Lo studio clinico si concentra sull’angioedema ereditario (HAE), una malattia genetica che causa episodi ricorrenti di gonfiore sotto la pelle o nelle mucose. Questo gonfiore è dovuto a una carenza dell’inibitore della C1 esterasi. Lo scopo dello studio è valutare l’efficacia e la sicurezza di un nuovo trattamento chiamato NTLA-2002. Questo trattamento è somministrato tramite infusione endovenosa e contiene due sostanze attive: ziclumeran e lonvoguran. Ziclumeran è un tipo di acido nucleico che agisce come un messaggero RNA, mentre lonvoguran è una guida RNA che mira al gene umano KLKB1.

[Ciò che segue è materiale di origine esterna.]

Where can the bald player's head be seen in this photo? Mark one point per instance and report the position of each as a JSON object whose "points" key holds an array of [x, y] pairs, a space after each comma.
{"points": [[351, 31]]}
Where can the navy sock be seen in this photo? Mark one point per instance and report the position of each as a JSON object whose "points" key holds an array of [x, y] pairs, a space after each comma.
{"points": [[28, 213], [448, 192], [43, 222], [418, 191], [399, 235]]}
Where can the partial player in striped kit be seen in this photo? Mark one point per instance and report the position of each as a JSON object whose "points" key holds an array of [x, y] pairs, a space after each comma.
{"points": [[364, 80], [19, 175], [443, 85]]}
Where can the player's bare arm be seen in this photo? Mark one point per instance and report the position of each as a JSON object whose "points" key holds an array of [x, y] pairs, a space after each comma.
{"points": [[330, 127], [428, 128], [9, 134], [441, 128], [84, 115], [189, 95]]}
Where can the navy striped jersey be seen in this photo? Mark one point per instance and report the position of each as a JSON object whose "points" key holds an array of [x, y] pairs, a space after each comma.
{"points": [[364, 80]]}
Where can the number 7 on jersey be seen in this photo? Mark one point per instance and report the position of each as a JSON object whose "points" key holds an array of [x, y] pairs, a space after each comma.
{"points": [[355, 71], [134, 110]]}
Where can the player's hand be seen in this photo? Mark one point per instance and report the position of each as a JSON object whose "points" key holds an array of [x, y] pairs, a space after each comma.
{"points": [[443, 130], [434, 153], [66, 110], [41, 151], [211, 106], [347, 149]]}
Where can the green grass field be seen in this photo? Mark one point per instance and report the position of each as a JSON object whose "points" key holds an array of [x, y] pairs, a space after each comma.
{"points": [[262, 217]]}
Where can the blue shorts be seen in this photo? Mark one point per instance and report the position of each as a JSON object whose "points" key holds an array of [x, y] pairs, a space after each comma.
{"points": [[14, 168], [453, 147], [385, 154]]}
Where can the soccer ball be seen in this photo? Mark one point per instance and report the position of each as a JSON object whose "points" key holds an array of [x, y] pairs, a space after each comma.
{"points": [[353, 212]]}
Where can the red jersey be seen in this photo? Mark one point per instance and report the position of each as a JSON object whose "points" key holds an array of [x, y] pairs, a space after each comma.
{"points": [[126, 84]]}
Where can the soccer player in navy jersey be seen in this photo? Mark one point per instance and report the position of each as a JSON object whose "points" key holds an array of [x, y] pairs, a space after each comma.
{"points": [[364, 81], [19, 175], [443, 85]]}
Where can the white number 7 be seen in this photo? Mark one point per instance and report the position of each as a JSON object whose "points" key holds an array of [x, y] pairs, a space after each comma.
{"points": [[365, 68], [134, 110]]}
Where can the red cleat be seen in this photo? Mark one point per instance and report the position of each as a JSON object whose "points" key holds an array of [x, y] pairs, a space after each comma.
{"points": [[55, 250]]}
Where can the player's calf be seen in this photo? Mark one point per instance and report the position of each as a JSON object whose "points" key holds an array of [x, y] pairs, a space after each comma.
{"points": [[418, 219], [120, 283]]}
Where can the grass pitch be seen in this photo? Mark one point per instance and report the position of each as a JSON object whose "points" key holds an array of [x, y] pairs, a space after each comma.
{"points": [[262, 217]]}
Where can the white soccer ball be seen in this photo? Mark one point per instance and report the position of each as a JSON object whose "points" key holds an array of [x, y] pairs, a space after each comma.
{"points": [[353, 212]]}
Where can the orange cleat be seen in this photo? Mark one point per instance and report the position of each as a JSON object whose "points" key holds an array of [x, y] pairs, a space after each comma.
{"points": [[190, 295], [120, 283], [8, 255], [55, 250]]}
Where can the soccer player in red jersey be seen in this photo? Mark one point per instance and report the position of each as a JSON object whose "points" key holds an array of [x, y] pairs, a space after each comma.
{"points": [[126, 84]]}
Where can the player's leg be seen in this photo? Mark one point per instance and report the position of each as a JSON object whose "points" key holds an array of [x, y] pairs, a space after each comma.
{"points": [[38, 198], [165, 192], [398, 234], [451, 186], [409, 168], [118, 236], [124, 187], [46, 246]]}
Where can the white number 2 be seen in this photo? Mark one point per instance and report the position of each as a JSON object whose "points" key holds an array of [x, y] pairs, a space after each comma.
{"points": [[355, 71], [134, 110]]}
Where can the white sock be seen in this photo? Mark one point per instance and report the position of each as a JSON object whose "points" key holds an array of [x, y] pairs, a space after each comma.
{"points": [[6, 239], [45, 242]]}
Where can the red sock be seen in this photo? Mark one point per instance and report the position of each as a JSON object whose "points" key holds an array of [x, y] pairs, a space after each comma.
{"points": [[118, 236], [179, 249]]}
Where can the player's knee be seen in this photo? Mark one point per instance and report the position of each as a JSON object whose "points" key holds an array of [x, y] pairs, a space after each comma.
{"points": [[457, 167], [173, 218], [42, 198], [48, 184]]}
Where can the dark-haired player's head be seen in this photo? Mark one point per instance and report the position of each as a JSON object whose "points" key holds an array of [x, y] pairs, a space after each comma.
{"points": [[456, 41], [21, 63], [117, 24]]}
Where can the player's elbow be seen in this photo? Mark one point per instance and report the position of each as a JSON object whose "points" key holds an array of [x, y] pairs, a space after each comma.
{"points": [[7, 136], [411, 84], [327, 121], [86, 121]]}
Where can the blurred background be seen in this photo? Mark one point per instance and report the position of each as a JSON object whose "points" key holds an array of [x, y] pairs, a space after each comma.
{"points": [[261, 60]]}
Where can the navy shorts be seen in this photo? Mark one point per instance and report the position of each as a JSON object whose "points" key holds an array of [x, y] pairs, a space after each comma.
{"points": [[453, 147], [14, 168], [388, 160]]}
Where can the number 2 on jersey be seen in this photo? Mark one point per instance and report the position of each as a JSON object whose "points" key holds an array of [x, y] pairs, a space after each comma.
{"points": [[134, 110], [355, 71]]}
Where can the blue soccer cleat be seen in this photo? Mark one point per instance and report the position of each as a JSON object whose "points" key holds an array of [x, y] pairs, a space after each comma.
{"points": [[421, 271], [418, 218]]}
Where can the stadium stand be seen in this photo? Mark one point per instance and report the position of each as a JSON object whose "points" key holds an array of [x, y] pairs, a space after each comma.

Durante lo studio, i partecipanti riceveranno NTLA-2002 o un placebo. Il trattamento sarà somministrato per un periodo massimo di un giorno. L’obiettivo principale è osservare il numero di attacchi di HAE che i partecipanti sperimentano tra la quinta e la ventottesima settimana. Lo studio è progettato per essere “doppio cieco”, il che significa che né i partecipanti né i ricercatori sapranno chi riceve il trattamento attivo o il placebo, per garantire risultati imparziali.
Oltre a NTLA-2002, nello studio verrà utilizzata una soluzione di cloruro di sodio come parte del processo di infusione. I partecipanti saranno monitorati attentamente per valutare la sicurezza del trattamento e per raccogliere dati sull’efficacia nel ridurre gli attacchi di angioedema. Lo studio mira a fornire nuove informazioni su come gestire meglio l’angioedema ereditario e migliorare la qualità della vita delle persone affette da questa condizione.